The angry reaction bubbled up all the way to the Oval Office... A high-level delegation—White House Counsel Gonzales and chief of staff Andy Card—visited Ashcroft in the hospital to appeal Comey's refusal. In pain and on medication, Ashcroft stood by his No. 2.
Bush may be on his way to being Emperor. Many suspected the neocons and BushCo to pull something before the 2008 elections to allow Bush to suspend the election or otherwise allow Bush to stay in the White House.
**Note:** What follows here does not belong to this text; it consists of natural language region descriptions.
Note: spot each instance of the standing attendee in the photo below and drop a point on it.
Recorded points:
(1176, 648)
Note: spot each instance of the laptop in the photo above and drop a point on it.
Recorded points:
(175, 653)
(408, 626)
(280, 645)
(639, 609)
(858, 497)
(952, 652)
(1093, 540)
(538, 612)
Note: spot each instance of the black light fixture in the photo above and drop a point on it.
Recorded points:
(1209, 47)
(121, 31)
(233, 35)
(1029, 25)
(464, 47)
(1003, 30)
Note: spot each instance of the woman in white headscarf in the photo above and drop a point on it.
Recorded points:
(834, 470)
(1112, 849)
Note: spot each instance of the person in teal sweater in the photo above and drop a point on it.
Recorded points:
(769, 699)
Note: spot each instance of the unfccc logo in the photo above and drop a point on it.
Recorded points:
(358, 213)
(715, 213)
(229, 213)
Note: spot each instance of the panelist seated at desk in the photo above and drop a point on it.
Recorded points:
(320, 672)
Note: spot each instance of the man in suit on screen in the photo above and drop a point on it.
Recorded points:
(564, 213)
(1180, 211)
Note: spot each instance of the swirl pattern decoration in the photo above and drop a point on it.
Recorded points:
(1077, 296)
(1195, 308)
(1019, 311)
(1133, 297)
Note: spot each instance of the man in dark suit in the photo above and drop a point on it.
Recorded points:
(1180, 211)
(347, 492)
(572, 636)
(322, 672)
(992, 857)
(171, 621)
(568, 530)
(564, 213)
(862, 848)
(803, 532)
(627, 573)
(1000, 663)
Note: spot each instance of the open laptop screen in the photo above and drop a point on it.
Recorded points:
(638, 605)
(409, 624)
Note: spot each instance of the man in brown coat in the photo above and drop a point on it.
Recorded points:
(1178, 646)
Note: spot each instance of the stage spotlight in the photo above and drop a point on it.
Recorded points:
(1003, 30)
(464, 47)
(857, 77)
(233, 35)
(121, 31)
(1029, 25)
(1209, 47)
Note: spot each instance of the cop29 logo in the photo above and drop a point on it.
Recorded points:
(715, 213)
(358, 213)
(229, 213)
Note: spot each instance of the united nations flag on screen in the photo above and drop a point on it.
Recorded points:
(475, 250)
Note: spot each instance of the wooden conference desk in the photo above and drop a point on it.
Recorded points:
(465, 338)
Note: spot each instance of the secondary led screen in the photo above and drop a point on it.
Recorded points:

While that seemed paranoiac at the time, it is not out of the realm of possibility, what with Bush's team arguing daily about the powers of a unitary President during a war.

At the other end of the spectrum, there is the potential for Bush to not only be impeached for his ordering of the eavesdropping in violation of the FISA law and the 4th Amendment, but to possibly be indicted either before or afterward.

We are at a crossroads in our history, brought about by a small cabal of power-hungry individuals and a dupe at the helm, who is too stupid to understand what the plain language of the laws and the Constitution are, and who is gullible enough to believe his advisors who tell him his new clothes are so wonderful, even as they lead him on the long, tortuous road to perdition. When he awakens in his cell, some 4 years from now, and discovers that he is - and always has been - naked and out on a limb, he will be in for one helluva shock... as his cellmate closes in on his nakedness.

(At least that is the scenario I see as a happy ending for We The People.)